MPs Express Deep Concern over Makerere Turmoil

MPs Express Deep Concern over Makerere Turmoil

A section of Members of Parliament (MPs) have condemned excessive force used to quell the ongoing Makerere University tuition protests.

Gerald Karuhanga, a former guild president currently serving as Ntungamo municipality MP, intimated that the brutality meted on students so far was reminiscent of ugly scenes that followed the 1976 strike at the same facility.

He was referring to President Idi Amin’s security apparatus that violently quelled a strike at the campus during which one of its organizers a one Serwanga, a law student, was killed.

Karuhanga said 43 years later, it was a mistake for the current government to use the military to repeat mistakes of previous regimes.

“The incidents that have been happening in Makerere are exceedingly disturbing, unwarranted and very embarrassing to the sitting
government,” said Karuhanga.

However, he pointed out that this could be part of a bigger ploy by the National Resistance Movement (NRM) to silence dissenting voices
from different spheres of society totally.

He spoke this weekend at a press conference in Kampala.

The military personnel were captured on video footage clobbering students while forcing them out of their halls of residence.

Students could as well be seen pelting stones at security forces.

The students have been protesting a policy passed in 2018 by Makerere administration increasing tuition fees in a gradual process.

ChimpReports understands the riots which spread to different parts of Makerere left property worth millions of shillings destroyed.

On his part, Barnabas Tinkasiimire the Buyaga West legislator defended students, saying it was true that majority of their parents cannot
afford higher tuition fees.

Tinkasiimire said a considerable number of constituents cannot even
meet the normal fares of educating their children.

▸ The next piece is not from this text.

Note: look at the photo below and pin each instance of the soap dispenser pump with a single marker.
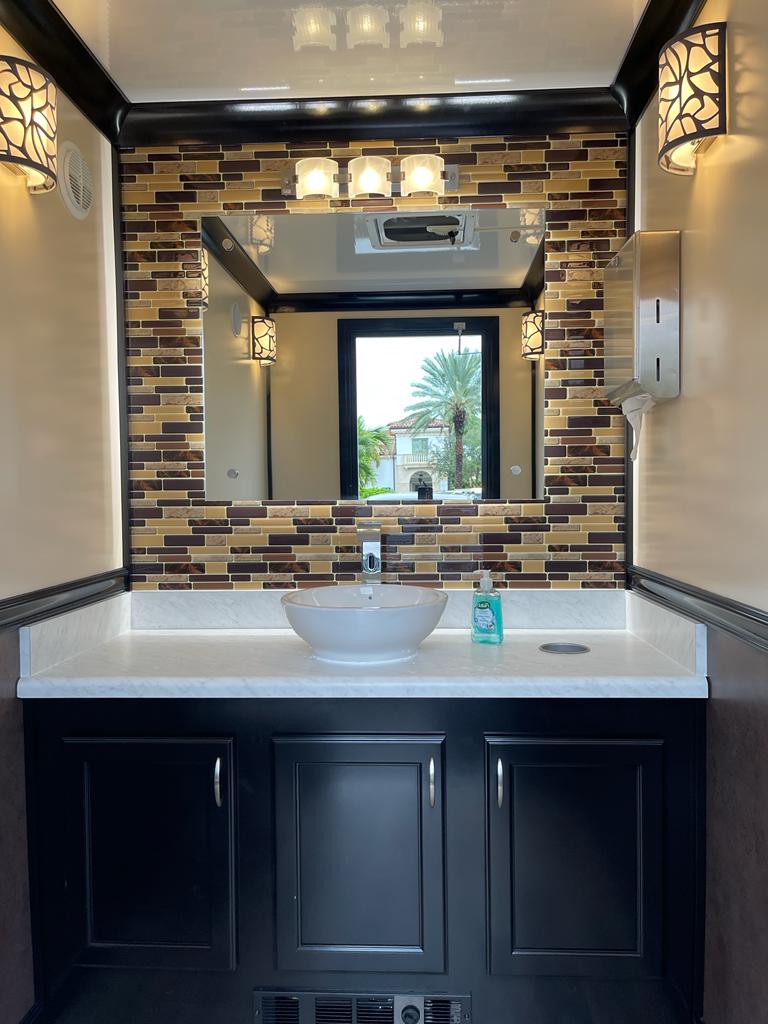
(487, 626)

“The average households in my constituency is 300. There is no where I have found more than ten people answering that question in
affirmative,” he argued.

“What saved me was that I was admitted on government scholarship and to raise registration fees, my father had to first sell land
at Shs 200,000,” said Tinkasiimire.

The MPs have vowed to storm Makerere and protect students in the event military forces are not withdrawn by Monday.